Best Field Indicators: color, poor reaction to acids, crystal habit, associations and localities.

Lazulite is a relatively rare mineral that gets easily confused with other, more well known, minerals. Not only does it sound like the silicate mineral lazurite, it looks like it too! Well, at least it has very similar color to lazulite as well as the carbonate, azurite. The beautiful azure-blue color that is seen in all three of these minerals makes them very desirable as ornamental stones. Azurite is reactive to acids and lazurite forms infrequent and different crystals than lazulite.

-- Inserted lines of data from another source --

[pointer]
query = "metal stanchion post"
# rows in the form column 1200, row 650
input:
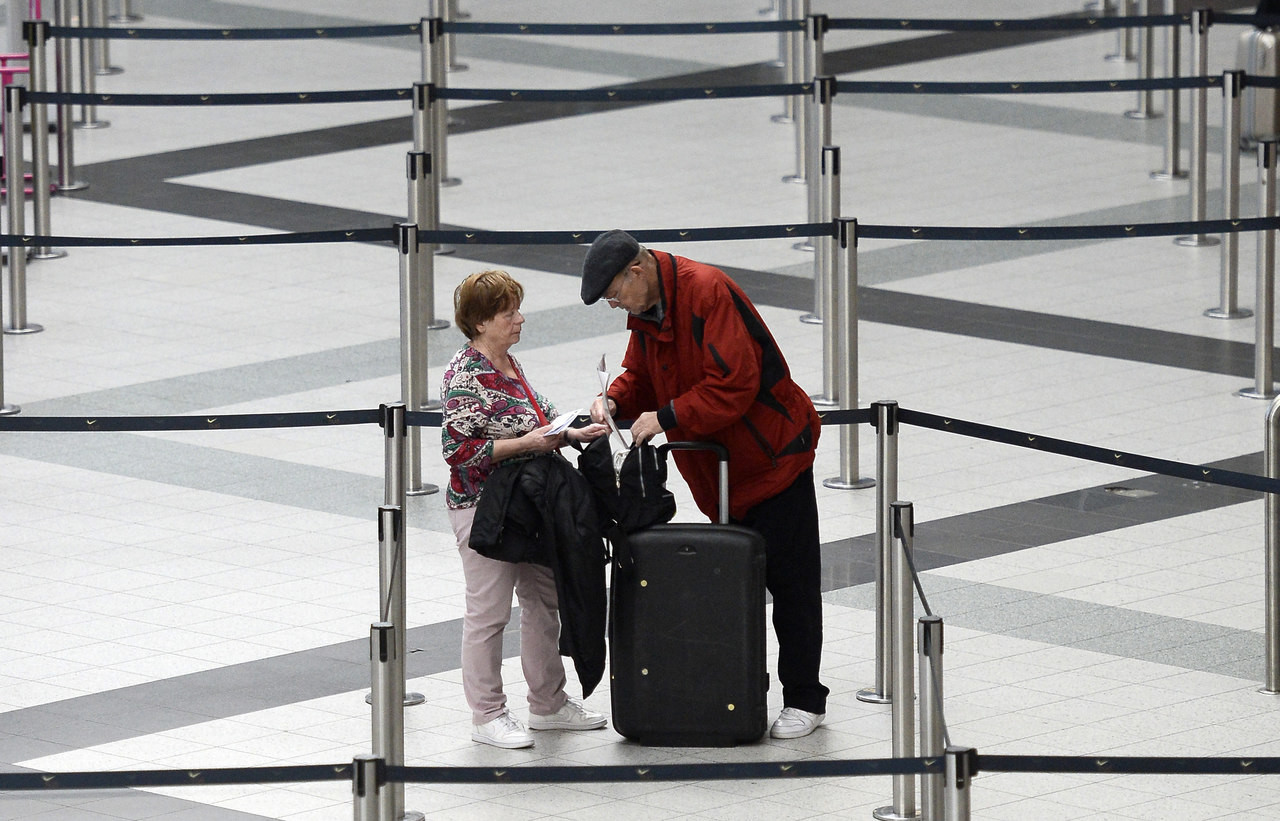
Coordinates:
column 886, row 493
column 365, row 787
column 789, row 50
column 961, row 766
column 88, row 59
column 846, row 319
column 1173, row 103
column 901, row 626
column 803, row 106
column 36, row 33
column 103, row 65
column 421, row 214
column 1201, row 21
column 16, row 208
column 824, row 277
column 412, row 351
column 1124, row 36
column 1264, row 319
column 932, row 744
column 1271, row 598
column 1146, row 67
column 1233, row 83
column 63, row 83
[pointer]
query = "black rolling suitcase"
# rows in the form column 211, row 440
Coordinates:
column 686, row 630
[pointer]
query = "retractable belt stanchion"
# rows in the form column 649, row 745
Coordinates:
column 412, row 352
column 903, row 629
column 365, row 787
column 885, row 420
column 421, row 213
column 1146, row 67
column 961, row 766
column 1201, row 22
column 846, row 320
column 801, row 106
column 1264, row 319
column 16, row 208
column 63, row 110
column 1173, row 103
column 88, row 59
column 1271, row 598
column 932, row 744
column 36, row 33
column 1228, row 308
column 823, row 282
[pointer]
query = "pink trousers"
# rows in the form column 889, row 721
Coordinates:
column 490, row 584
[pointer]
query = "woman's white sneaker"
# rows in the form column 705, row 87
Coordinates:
column 571, row 716
column 503, row 731
column 795, row 723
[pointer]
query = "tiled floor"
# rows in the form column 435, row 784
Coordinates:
column 202, row 600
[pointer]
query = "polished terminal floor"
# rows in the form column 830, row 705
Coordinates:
column 202, row 600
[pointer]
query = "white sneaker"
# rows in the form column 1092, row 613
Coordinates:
column 795, row 723
column 503, row 731
column 571, row 716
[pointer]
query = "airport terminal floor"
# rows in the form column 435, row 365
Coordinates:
column 193, row 600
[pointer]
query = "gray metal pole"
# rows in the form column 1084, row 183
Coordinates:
column 846, row 318
column 1228, row 308
column 932, row 738
column 1201, row 21
column 886, row 493
column 824, row 284
column 1264, row 320
column 901, row 626
column 88, row 59
column 961, row 766
column 365, row 787
column 1173, row 104
column 63, row 83
column 1271, row 598
column 16, row 208
column 36, row 33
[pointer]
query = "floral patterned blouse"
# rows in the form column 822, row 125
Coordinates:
column 480, row 404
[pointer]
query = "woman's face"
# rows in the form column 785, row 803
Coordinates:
column 502, row 329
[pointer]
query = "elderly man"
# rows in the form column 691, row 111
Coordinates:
column 702, row 365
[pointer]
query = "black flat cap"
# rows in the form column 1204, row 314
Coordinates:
column 607, row 256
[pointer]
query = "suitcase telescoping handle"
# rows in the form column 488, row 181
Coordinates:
column 722, row 454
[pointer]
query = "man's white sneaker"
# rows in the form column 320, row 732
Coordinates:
column 503, row 731
column 795, row 723
column 571, row 716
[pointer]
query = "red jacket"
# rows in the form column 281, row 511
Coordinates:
column 713, row 364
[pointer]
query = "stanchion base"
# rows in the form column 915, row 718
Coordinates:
column 840, row 483
column 871, row 696
column 1217, row 313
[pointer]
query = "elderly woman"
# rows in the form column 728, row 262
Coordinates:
column 490, row 416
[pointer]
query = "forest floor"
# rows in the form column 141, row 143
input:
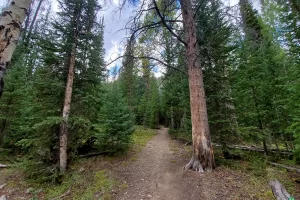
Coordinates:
column 153, row 169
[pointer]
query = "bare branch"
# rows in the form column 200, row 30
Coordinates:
column 147, row 57
column 166, row 25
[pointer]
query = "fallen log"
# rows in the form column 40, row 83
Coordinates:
column 284, row 166
column 89, row 155
column 279, row 191
column 256, row 149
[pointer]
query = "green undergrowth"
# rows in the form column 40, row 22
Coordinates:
column 141, row 136
column 181, row 135
column 84, row 185
column 87, row 178
column 254, row 166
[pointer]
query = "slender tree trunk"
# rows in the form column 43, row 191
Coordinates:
column 2, row 129
column 63, row 137
column 11, row 20
column 34, row 19
column 203, row 156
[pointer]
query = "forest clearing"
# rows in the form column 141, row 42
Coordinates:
column 193, row 99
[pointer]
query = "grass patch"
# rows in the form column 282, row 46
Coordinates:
column 254, row 166
column 85, row 186
column 87, row 178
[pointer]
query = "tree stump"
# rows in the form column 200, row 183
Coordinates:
column 279, row 191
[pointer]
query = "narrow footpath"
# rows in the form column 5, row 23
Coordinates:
column 158, row 174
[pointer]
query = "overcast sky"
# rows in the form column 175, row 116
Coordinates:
column 116, row 20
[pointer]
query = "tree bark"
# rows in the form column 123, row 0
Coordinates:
column 279, row 191
column 203, row 157
column 11, row 20
column 63, row 137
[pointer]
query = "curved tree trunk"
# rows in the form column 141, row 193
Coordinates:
column 11, row 20
column 203, row 157
column 63, row 136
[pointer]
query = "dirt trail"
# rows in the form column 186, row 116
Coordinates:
column 157, row 173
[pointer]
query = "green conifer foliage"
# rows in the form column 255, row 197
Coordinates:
column 117, row 123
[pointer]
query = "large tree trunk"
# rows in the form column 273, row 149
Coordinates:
column 63, row 136
column 11, row 20
column 203, row 156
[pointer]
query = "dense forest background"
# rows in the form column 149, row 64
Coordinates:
column 251, row 69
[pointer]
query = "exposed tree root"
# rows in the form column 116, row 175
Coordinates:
column 196, row 165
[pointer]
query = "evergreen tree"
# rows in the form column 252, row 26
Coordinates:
column 117, row 122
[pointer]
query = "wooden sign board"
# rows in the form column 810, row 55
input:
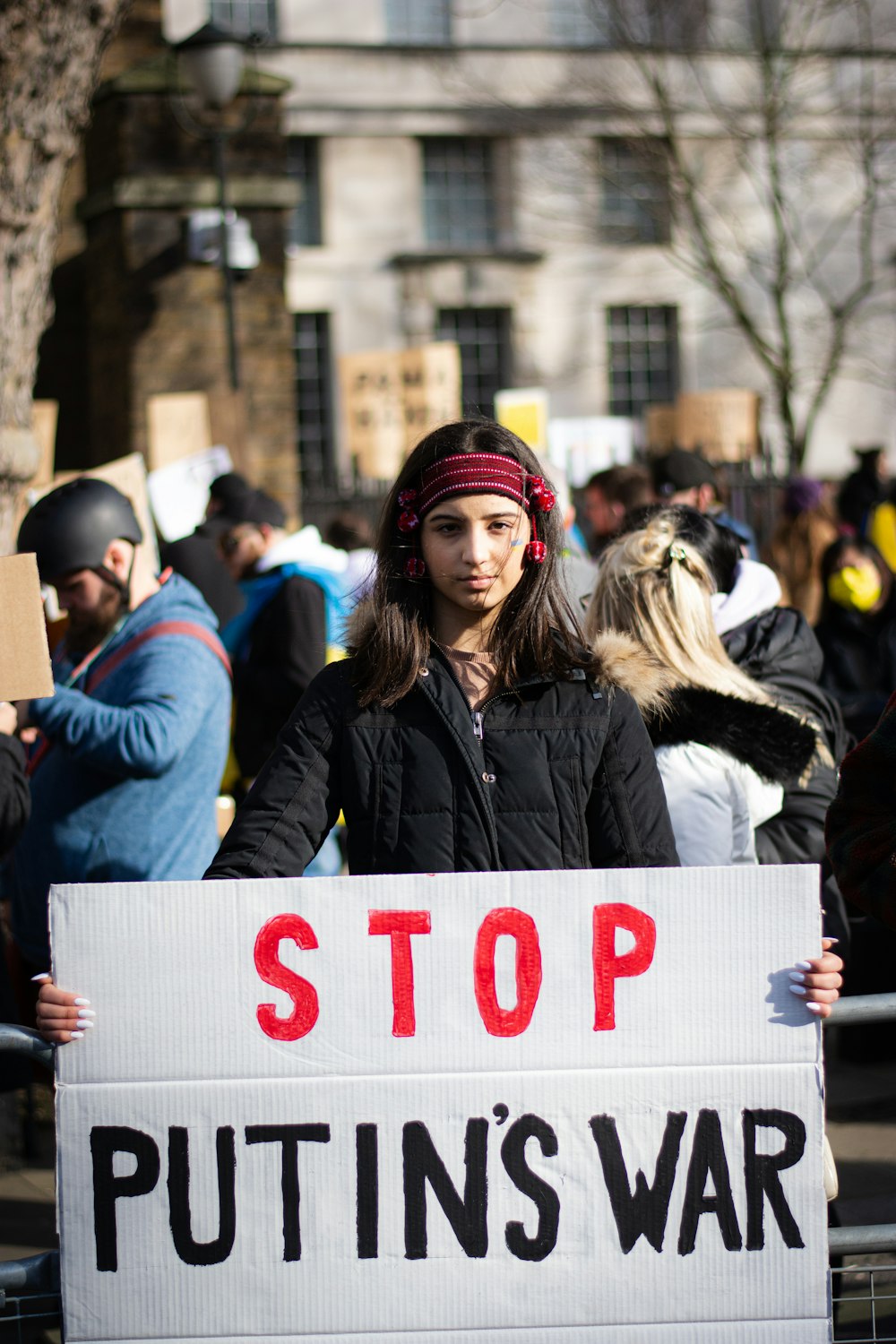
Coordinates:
column 392, row 398
column 721, row 425
column 430, row 389
column 179, row 425
column 374, row 408
column 45, row 418
column 24, row 658
column 659, row 426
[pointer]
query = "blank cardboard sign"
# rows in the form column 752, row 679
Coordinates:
column 24, row 658
column 517, row 1107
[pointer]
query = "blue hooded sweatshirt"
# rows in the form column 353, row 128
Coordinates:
column 126, row 789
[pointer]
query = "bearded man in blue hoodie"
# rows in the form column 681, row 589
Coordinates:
column 132, row 745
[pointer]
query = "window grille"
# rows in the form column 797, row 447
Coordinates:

Lazulite is in a solid solution series with the mineral scorzalite. A solid solution series is a set of two or more minerals that have a couple of elements that substitute freely for each other. The lazulite-scorzalite series ranges from the magnesium rich lazulite to the iron rich scorzalite. The rarer scorzalite does not differ appreciably, except that it tends to be darker, less transparent and denser than lazulite.

Lazulite is named from an Arabic word for heaven in allusion to its sky blue color. Crystals are more common than massive forms, but localities with gem grade crystals are scattered and scarce. The crystals can be well shaped and show a nice monoclinic dipyramidal to tabular form. Lazulite although most crystals are dull, some exceptional specimens can be quite spectacular.